Les visées se passent de la manière suivante : Souleiman et moi nous éloignons des voitures pour éviter les influences magnétiques et, en l'absence d'un objectif remarquable, ne serait-ce qu'un arbre situé dans la direction indiquée, je me place derrière mon guide et vise suivant la direction du bras tendu. Quand cela est possible, je lui fais disposer plusieurs cailloux suivant la direction que je veux viser, ce qui est déjà plus rigoureux, si l'on peut dire!

Il est nécessaire d'apporter, suivant les itinéraires, un correctif au kilométrage car on est souvent astreint à des détours pour éviter un obstacle, comme des épineux un peu trop denses. II faut enfin faire intervenir la déclinaison du nord magnétique qui varie chaque année.

On réalise qu'établir une carte dans ces conditions demande beaucoup de soins mais, en m'appuyant sur les points astro faits par Casimir Coin, je pense arriver à un précision beaucoup plus acceptable que celle qui existe sur la carte dressée avec des moyens encore beaucoup plus sommaires par les méharistes qui m'ont précédé.

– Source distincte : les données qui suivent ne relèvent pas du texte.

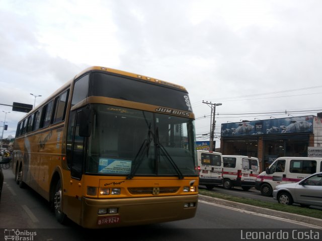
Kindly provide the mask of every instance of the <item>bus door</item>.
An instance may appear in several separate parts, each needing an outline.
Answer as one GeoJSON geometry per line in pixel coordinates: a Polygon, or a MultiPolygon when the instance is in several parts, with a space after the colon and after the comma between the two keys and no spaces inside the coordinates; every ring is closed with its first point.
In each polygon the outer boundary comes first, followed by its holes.
{"type": "Polygon", "coordinates": [[[72,220],[79,220],[81,214],[79,210],[82,210],[83,190],[84,189],[82,173],[86,155],[86,138],[79,135],[79,124],[84,117],[82,113],[82,111],[74,111],[69,115],[67,134],[67,145],[69,144],[69,148],[67,148],[67,162],[70,168],[70,177],[68,182],[65,182],[65,185],[68,185],[66,189],[68,190],[68,208],[64,210],[64,212],[72,220]]]}
{"type": "Polygon", "coordinates": [[[255,182],[259,173],[258,159],[242,158],[242,182],[255,182]]]}
{"type": "Polygon", "coordinates": [[[201,161],[200,178],[213,179],[213,181],[215,179],[220,183],[221,180],[221,156],[211,153],[201,153],[201,161]]]}

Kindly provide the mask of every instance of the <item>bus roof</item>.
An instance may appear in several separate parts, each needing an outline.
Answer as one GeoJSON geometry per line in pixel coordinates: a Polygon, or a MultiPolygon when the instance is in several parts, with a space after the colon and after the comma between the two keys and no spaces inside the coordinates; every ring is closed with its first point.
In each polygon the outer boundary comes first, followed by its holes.
{"type": "Polygon", "coordinates": [[[112,69],[110,68],[107,68],[105,67],[102,66],[92,66],[90,67],[83,71],[78,73],[75,76],[75,78],[77,78],[78,77],[83,75],[84,73],[89,72],[91,70],[100,70],[103,71],[106,71],[110,73],[113,73],[115,74],[120,74],[122,75],[125,75],[129,77],[131,77],[133,78],[136,78],[138,79],[143,79],[144,80],[146,80],[148,81],[152,82],[153,83],[157,83],[160,84],[163,84],[164,85],[166,85],[170,87],[172,87],[174,88],[177,88],[182,90],[187,91],[186,88],[184,87],[179,85],[178,84],[173,84],[172,83],[170,83],[167,81],[164,81],[163,80],[160,80],[157,79],[154,79],[153,78],[151,78],[150,77],[145,76],[140,74],[134,74],[133,73],[130,73],[129,72],[123,71],[122,70],[119,70],[118,69],[112,69]]]}

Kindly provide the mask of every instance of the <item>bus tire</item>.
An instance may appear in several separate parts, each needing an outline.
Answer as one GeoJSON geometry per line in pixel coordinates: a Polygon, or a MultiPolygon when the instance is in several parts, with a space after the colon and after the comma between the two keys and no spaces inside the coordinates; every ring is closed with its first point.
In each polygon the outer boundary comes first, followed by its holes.
{"type": "Polygon", "coordinates": [[[56,184],[56,187],[54,191],[54,208],[56,219],[60,223],[63,224],[66,222],[66,214],[61,210],[62,195],[61,194],[61,184],[59,179],[56,184]]]}
{"type": "Polygon", "coordinates": [[[231,181],[227,178],[224,179],[223,183],[222,184],[223,188],[225,189],[231,189],[231,181]]]}
{"type": "Polygon", "coordinates": [[[261,193],[266,197],[270,197],[273,193],[273,189],[270,184],[264,183],[261,186],[261,193]]]}

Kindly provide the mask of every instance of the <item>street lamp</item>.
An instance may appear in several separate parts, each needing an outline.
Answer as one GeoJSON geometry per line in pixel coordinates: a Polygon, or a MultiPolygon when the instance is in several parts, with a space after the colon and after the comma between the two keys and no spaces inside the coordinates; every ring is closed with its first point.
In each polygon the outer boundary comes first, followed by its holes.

Le soir nous couchons à Gossi mais à un bonne distance de l'eau, dans un endroit aéré, pour éviter les moustiques. Comme le radiateur a l'air de tenir, nous nous dirigeons au réveil vers Hombori, tout en lançant, de part et d'autre de la piste, des pseudopodes vers les

pointements rocheux que l'on aperçoit à quelques kilomètres.

Assis dans la jeep, au côté de Bernard, je suis prêt à tirer avec le calibre 12, car on peut rencontrer quelques pintades ou outardes. Soudain une gazelle, couchée à l'ombre d'un

épineux, se dresse et s'élance sur notre travers. Je n'ai que le temps de lâcher un coup de fusil, du petit plomb, du 6, et la bête s'écrase au sol. Nous nous précipitons car elle essaie de se relever mais Souleiman lui tranche la gorge, la "bismillaïant" suivant le verbe de mon invention ! En fait elle a eu les quatre pattes brisées et, en tirant un peu bas, je l'ai atteinte au sommet de son bond quand les quatre sabots sont pratiquement réunis.

Cette gazelle est aussitôt vidée et suspendue par les pattes aux montants du power afin de boucaner. Comme nous rejoignons Gao le lendemain, cette viande sera la bienvenue dans nos familles respectives, en particulier chez les Africains qui ont aussi femmes et enfants.